Note: If you are building the first model in an environment, click on Explore Templates to get started.

 

Exercise 1

  1. From the left navigation expand AI Builder and select Build. Select Form Processing.

  1. Name your model. Because you are working in a shared environment make sure to include your name as part of the model name. This will make it easier to find later. Click create.

  1. Your screen should look like the following image. Select Add documents.

 

  1. Add the documents from the Train folder. You must have at least five documents to train the model.
  2. Confirm the selection and click Upload.

  3. Once your uploads are complete, select Analyze.

 

  1. Select the fields.

  2. Hover over the highlighted fields and confirm the fields that should be returned by the form when processing from our trained model.

  3. Once you have confirmed the fields, click Done.

  1. Train your model.

  1. Locate and open your saved model. If you need help finding it, type your name into the search box.

  1. Review the results of the trained model.

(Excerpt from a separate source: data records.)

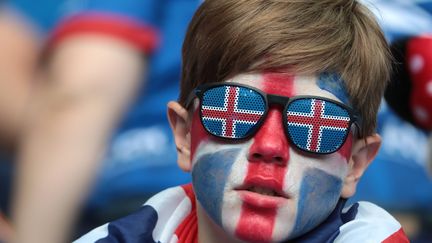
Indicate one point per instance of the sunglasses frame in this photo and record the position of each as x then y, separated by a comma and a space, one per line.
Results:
270, 99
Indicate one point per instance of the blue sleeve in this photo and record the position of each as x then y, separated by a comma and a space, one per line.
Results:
47, 14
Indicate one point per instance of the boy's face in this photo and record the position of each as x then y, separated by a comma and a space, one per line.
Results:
263, 189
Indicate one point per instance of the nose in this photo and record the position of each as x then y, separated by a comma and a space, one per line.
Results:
270, 143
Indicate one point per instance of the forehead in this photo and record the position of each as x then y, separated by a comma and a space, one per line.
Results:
289, 85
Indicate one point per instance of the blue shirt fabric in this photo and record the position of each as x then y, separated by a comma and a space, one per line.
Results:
397, 179
141, 158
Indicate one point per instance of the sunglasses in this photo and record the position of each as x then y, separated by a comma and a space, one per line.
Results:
235, 111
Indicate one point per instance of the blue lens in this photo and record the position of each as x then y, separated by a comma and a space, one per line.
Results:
231, 111
316, 125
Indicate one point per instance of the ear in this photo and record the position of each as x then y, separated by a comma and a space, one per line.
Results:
363, 152
178, 119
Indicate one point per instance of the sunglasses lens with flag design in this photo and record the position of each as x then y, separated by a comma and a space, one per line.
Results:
312, 124
316, 125
231, 111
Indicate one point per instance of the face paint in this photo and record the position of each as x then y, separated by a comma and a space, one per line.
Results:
209, 175
319, 193
260, 189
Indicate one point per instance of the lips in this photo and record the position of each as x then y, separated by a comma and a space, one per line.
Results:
262, 192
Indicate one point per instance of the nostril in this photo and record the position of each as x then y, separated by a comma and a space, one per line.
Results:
278, 159
257, 156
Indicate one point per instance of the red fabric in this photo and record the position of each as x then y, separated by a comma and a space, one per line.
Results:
187, 232
419, 61
398, 237
143, 37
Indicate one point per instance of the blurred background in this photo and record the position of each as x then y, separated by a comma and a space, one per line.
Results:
83, 92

  1. Perform a test with the test invoice.
  2. Perform a test with another image or document.

  1. Publish the model.

 

 

Exercise 2

 

  1. Navigate to Apps and create a new Canvas App. Select Blank app with a tablet layout.

  1. Insert the Form Processor control from the AI Builder.

  1. Map it to your saved model.

  1. Drag and resize the control like the image below.

  1. Play your app.

  2. Click Analyze and add your test file.

  3. Your uploaded form will be analyzed

 

  1. You can see the mapped fields are recognized.

  1. Close the app player.

  2. Let’s take some of the data fields and place them on the screen for the user to review. Add three labels to the screen. Drag them to the right side of the screen and line them up like in the image below. Edit the text to “Invoice Number” , “Due Date” , and “Total”.

  3. Add Text input fields for each row and place them as below.

  4. Now we will map data from the analyzed document. Edit the default values for each field as follows:

     

Invoice Number

FormProcessor1.FormContent.Fields.INVOICE

Due Date

FormProcessor1.FormContent.Fields.’Due Date’

Total

FormProcessor1.FormContent.Fields.Total

 

  1. Play the app and add an invoice to be analyzed.